A Statement of Belonging
The Oshkosh Food Co-op aspires to be a place where all people feel a sense of belonging--honoring each person’s race, ethnicity, sexuality, gender, religion, ability, economic status, and lived experience. We acknowledge that our society and its institutions have long marginalized, excluded, and jeopardized the safety of people based on these identities, but simply asserting diversity and inclusion within oppressive systems does not change those systems.
In support of the OFC Mission, Vision, and Ends, we intentionally put forth this Statement of Belonging (1):
The Oshkosh Food Co-op aspires to initiate and support actions that are antiracist, justice-oriented, and developed through co-creation, which remove identity-based barriers and help create new systems.
Background
OFC was placed with purpose in a food scarce area, on land where Indigenous peoples have gathered and grown food for thousands of years. We acknowledge the origins of the American cooperative movement in the agricultural and financial cooperatives established by African-Americans. The co-op model, guided by the Seven International Cooperative Principles, was chosen because it values the community, the land, and individual customers. Success benefits all.
Power-sharing
To live its commitment to belonging, OFC works to stock culturally relevant food and grocery items based on community input, and to make these items accessible to all. Those in decision-making positions impacting OFC programs and operations also welcome accountability – in regards to belonging – from the membership, staff, and community. If member-owners choose to instill Belonging at OFC, that requires each of us to hold up the ideals of shared access, opportunity, and power sharing among all, through a democratically co-created system of food, health, justice, and inclusive community.
Progress
The advancement of Belonging is ongoing and transformational. We will be able to celebrate the achievement of our aspirations when the OFC member owners, board, management, staff, contractors, vendors, and customers look like our diverse regional community, and when Oshkosh has significantly fewer community members without access to healthy food options (2,3).

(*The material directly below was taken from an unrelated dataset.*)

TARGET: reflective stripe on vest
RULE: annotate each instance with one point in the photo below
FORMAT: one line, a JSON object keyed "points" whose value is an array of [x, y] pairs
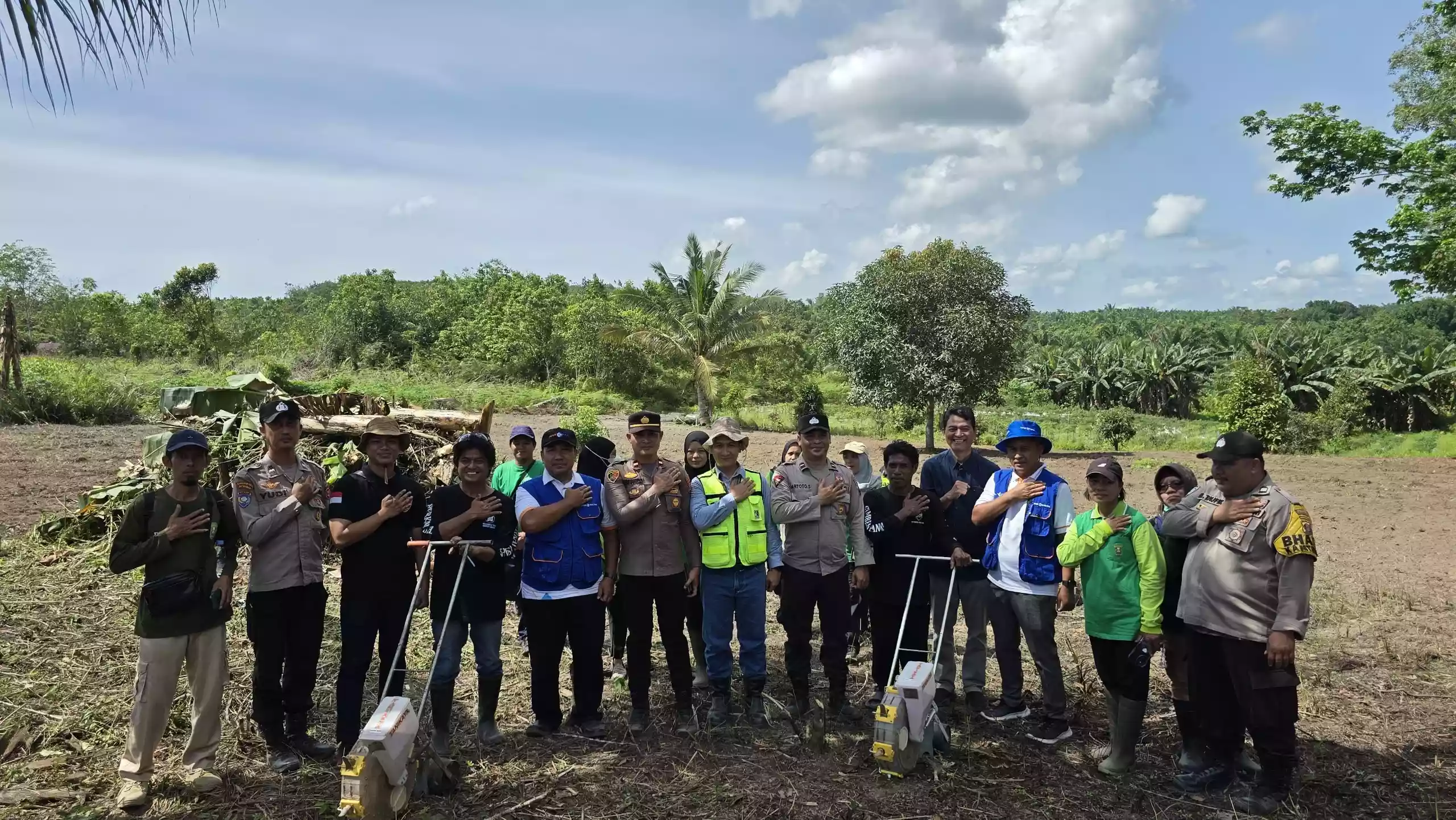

(1) See UC-Berkeley Othering and Belonging Website
(2) See Feeding America's Food Insecurity Map for Winnebago County
(3) See US Census Bureau's Food Security Measurement Tool
Cultural Comfort Foods

- For the Love of Lefse, by Paul Van Auken
- Memories Made with Mac & Cheese, by Adam Sattler
- Personalizing Picadillo, by Chris Corbin
- Finding Home with Tortillas, by Irma Carlisle
- The Comfort and Culture of Soup, by Warren Bergmann
Cooperative moments in Food Justice History
- Enslaved Africans came to America with deep agricultural skills and knowledge, and have contributed to the American ag and food industries ever since.
This has taken the form of Carver’s research on crop rotation and cover crops, community land trusts, community-supported agriculture, Hamer’s Freedom Farm Co-operative, the invention of the refrigerator truck by Frederick McKinley Jones, and the Black Panthers free breakfast program for kids.
- Our Oshkosh Food Co-op stands on the land of the many Indigenous tribes who have stewarded it and grown their food here for centuries, including the Ho-Chunk and Menominee.
- The American Co-op movement has its roots in the 19th-century African-American agricultural co-operatives.
- Each historical wave of food co-op expansion (1840s, 1930s, 1970s, 2010s) has had food justice at its heart.
- Many Black Co-op leaders were part of the Civil Rights Movement: Fannie Lou Hamer, Septima Clark, Ella Baker, Bayard Rustin. Food access, co-operatives, and social justice have always gone hand-in-hand.
- The number of American Black-owned farms dropped from 14% to 2% during the mid-twentieth century, largely because USDA used discriminatory loan practices, and through the dismantling of the USDA Civil Rights office.
- Vel Phillips, Wisconsin’s first Black judge and first Black woman elected to state-wide office, was a member-owner and resident of a Milwaukee housing co-operative.
- Most People of Color live in densely populated communities, where their food is provided predominately by white people who reap the profit.
- Today, non-white households face hunger at twice the rate of white households.